Although OSHA’s new reporting rule has been in effect for almost seven months now, it has caused some major changes in the way that OSHA operates. Since the new reporting rule went into effect on January 1, 2015, OSHA has received more than 5,000 reports of work-related deaths, inpatient hospitalizations, amputations, and losses of an eye. As OSHA anticipated, compliance with the rule has focused the agency’s attention on industries and hazards that it had not focused on before. For example, because of the unexpectedly high number of reports of amputations from supermarkets, OSHA issued a safety Fact Sheet last month focused on preventing cuts and amputations from food slicers and meat grinders.
Around 40 percent of the newly filed reports have prompted OSHA investigations. Another 46 percent have resulted in what the agency refers to as a “rapid response investigation.” In a rapid response investigation, OSHA contacts the reporting employer to learn more about the incident. The agency often expects the employer to conduct its own investigation into the root cause of the incident, determine how to prevent similar incidents from happening in the future, and report these findings back to OSHA in about a week.
In cases where OSHA is dissatisfied with an employer’s response, such as reports that merely blame the victim, the agency may proceed to conduct its own inspection of the incident. An important related issue has not yet been resolved by the agency—that is, whether statements made in the investigation report that will result from the employer’s root cause analysis will be used as admissions by OSHA in the event of an enforcement action. Accordingly, now more than ever, it is vital for employers to understand how to conduct an effective root cause analysis and produce an effective investigation report that will help them prevent similar incidents from taking place in the future.
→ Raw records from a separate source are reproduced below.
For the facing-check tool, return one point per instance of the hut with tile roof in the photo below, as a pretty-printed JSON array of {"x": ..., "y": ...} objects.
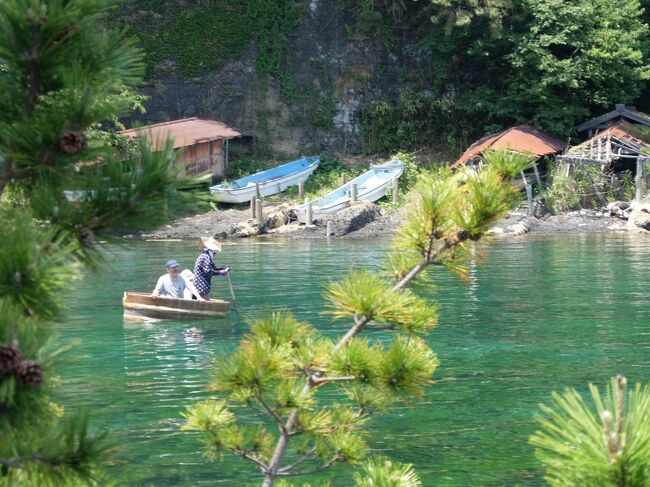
[
  {"x": 202, "y": 145},
  {"x": 521, "y": 138}
]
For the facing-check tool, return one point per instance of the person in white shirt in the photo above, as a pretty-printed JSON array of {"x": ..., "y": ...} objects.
[
  {"x": 190, "y": 290},
  {"x": 170, "y": 285}
]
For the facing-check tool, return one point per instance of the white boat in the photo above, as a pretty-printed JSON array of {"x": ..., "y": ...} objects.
[
  {"x": 266, "y": 183},
  {"x": 371, "y": 186}
]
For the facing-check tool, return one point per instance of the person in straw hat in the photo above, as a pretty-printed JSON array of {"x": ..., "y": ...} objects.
[{"x": 204, "y": 268}]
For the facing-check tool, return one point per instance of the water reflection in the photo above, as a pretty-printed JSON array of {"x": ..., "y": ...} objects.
[{"x": 538, "y": 314}]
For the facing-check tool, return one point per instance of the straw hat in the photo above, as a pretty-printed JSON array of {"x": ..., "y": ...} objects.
[{"x": 211, "y": 243}]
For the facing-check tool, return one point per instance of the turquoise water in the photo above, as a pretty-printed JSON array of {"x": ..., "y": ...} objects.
[{"x": 539, "y": 314}]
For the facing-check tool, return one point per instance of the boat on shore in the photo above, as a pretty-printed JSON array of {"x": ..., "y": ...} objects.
[
  {"x": 266, "y": 183},
  {"x": 371, "y": 186},
  {"x": 145, "y": 307}
]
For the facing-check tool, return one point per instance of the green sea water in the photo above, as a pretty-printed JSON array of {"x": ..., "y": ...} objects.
[{"x": 539, "y": 314}]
Root cause investigations are often conducted by an employee’s supervisor, but a more effective approach involves managers and employees working together, bringing a variety of perspectives to the investigation. As noted above, employers should be wary of merely blaming the victim and should instead investigate the incident thoroughly, interviewing the injured employee and all witnesses and assuring them that they will not be retaliated against for speaking truthfully about the incident. The scene of the incident should also be temporarily cordoned off to enable the investigation team to document the location and any objects that were involved in the incident. When searching for the root cause of an incident, the investigator should always be asking “why?” For example, if a safety procedure was not followed, why was it not followed? If inadequate training was involved, why had the problem not been identified before? By asking enough whys, the root cause of the incident will eventually be revealed, enabling the employer to respond to the situation and minimize or eliminate the possibility of a similar incident occurring in the future.
When recording the findings of the root cause analysis, employers must be mindful to exclude hearsay or conjecture—the content of the report should be completely factual and should include as much of the following information as possible:
- Background information, such as where and when the incident took place, who and what were involved, the victim’s role and actions, and everything learned from witness interviews
- A full description of the incident, such as the sequence of events, the type of incident, any objects or machinery that were involved, and any unusual circumstances, such as adverse weather or equipment failure
- An analysis of why the incident took place, based on everything that the employer discovered during the investigation
- Recommended corrective actions that will prevent recurrences
By following these guidelines and ensuring that the recommended corrective actions are implemented, employers can improve employee safety and morale while reducing the risk that their investigation reports will result in an OSHA citation.